3:45 – 4:30 PM
Impacts of Quantum Information in Quantum Chemistry
Speaker: Garnet Chan, Princeton University
I will describe recent intersections between quantum information and quantum chemistry primarily in the areas of entanglement theory and the structure of quantum states, complexity results, and the construction of new numerical many-body methods.
4:30 – 5:15 PM
Strongly Correlated Materials
Speaker: Matthias Troyer, ETH Zurich
Effective models are a common tool in condensed matter physics to describe low temperature properties of materials. The microscopic model with all orbitals and the full Coulomb interaction is reduced to a simplified model with just the relevant valence orbitals and simplified effective interactions. These are simpler to solve than the full Coulomb Hamiltonian. The effective models are typically either quantum lattice models like the Hubbard model or self-consistent quantum impurity models such as in dynamical mean field theory.
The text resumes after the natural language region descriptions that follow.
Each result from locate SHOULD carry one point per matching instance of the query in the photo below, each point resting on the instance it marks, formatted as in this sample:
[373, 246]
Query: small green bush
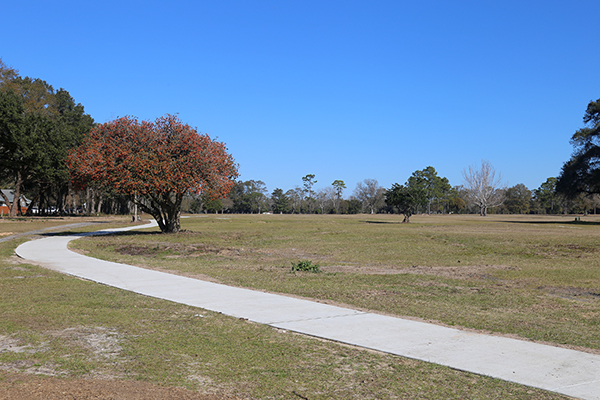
[305, 266]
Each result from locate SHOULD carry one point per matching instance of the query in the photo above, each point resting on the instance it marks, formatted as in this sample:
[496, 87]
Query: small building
[5, 208]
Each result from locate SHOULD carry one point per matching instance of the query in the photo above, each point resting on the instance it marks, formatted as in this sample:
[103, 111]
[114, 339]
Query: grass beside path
[56, 324]
[536, 277]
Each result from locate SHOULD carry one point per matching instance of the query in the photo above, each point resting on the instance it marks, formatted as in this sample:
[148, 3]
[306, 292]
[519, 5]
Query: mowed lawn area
[525, 276]
[536, 277]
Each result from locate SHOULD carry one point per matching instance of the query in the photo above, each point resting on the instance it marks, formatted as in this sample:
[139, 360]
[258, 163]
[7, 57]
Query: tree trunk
[15, 206]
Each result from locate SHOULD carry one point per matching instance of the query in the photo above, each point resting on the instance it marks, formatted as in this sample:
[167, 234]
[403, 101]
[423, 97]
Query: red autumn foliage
[155, 163]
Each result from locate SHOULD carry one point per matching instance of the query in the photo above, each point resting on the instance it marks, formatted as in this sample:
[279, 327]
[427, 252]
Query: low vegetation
[57, 325]
[535, 277]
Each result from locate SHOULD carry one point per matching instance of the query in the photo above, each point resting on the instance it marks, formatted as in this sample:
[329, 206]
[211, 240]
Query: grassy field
[535, 278]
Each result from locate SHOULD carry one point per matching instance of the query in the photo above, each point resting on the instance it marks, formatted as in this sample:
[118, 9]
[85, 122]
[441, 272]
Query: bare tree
[484, 186]
[370, 194]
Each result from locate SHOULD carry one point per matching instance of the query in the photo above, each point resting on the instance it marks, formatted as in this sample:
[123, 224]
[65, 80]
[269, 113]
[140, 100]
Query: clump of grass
[305, 266]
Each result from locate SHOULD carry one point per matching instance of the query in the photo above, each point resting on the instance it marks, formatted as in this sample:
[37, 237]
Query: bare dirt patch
[455, 272]
[18, 386]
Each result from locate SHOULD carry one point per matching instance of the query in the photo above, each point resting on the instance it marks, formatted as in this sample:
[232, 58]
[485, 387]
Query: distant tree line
[40, 126]
[424, 192]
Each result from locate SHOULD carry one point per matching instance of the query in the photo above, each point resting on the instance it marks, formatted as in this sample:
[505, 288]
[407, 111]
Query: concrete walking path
[556, 369]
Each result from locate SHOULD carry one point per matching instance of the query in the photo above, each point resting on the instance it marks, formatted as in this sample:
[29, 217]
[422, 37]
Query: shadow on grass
[382, 222]
[102, 233]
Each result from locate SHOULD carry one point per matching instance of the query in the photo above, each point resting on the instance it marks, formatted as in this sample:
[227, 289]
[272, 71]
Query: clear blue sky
[340, 89]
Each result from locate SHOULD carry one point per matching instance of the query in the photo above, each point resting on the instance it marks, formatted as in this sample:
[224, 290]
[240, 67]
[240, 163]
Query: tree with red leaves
[155, 164]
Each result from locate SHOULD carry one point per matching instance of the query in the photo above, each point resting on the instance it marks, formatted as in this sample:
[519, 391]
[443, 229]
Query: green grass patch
[52, 323]
[532, 276]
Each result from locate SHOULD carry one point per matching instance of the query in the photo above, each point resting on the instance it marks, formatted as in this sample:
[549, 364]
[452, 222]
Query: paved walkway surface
[556, 369]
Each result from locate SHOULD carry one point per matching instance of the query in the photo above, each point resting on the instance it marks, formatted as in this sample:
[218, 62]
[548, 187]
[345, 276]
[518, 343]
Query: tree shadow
[382, 222]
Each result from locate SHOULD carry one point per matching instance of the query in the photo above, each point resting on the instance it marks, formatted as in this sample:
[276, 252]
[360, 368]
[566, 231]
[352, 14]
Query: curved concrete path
[556, 369]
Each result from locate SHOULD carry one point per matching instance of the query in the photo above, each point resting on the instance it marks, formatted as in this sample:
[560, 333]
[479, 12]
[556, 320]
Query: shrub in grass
[305, 266]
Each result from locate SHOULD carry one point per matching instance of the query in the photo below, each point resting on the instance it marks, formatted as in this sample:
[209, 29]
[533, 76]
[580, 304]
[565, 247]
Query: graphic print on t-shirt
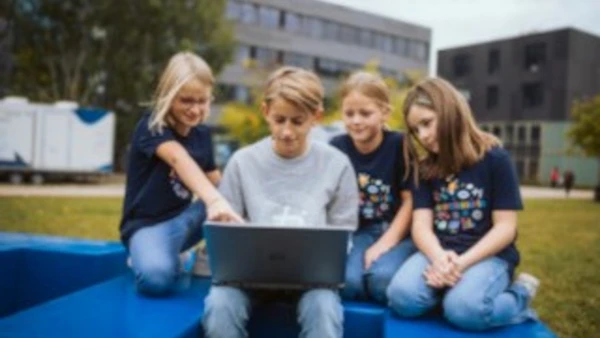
[375, 196]
[179, 189]
[458, 206]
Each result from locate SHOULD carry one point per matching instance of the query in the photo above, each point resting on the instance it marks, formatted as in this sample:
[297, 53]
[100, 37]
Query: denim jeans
[483, 298]
[155, 249]
[371, 284]
[227, 310]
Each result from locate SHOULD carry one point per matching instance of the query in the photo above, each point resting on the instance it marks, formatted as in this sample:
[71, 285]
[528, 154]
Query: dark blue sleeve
[210, 162]
[422, 195]
[148, 140]
[505, 191]
[337, 142]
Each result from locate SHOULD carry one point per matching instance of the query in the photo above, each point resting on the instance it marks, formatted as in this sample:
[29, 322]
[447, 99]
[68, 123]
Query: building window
[234, 10]
[266, 57]
[461, 64]
[492, 97]
[331, 30]
[298, 60]
[292, 22]
[533, 95]
[401, 46]
[243, 54]
[493, 61]
[533, 170]
[349, 34]
[313, 27]
[249, 13]
[535, 134]
[509, 134]
[497, 131]
[366, 38]
[268, 17]
[535, 56]
[418, 50]
[387, 43]
[521, 135]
Given limitations to the scaling for simulating the full Coulomb Hamiltonian on quantum computers, a hybrid approach - deriving effective models from density functional theory codes and solving these effective models by quantum computers seem to be a promising way to proceed for calculating the electronic structure of correlated materials on a quantum computer.
Matthias Troyer is professor of computational physics at ETH Zurich and consultant for Microsoft Research Station Q. He is a recipient of an ERC Advanced Grant of the European Research Council and a Fellow of the American Physical Society. His research activities center on numerically accurate simulations of quantum many body systems, with applications ti quantum magnets, correlated materials, ultracold quantum gases, quantum devices and topological quantum computing. He achieves progress in simulations through novel simulation algorithms combined with high performance computing approaches. He has initiated the open-source ALPS projects for the simulation of quantum many body systems in condensed matter physics.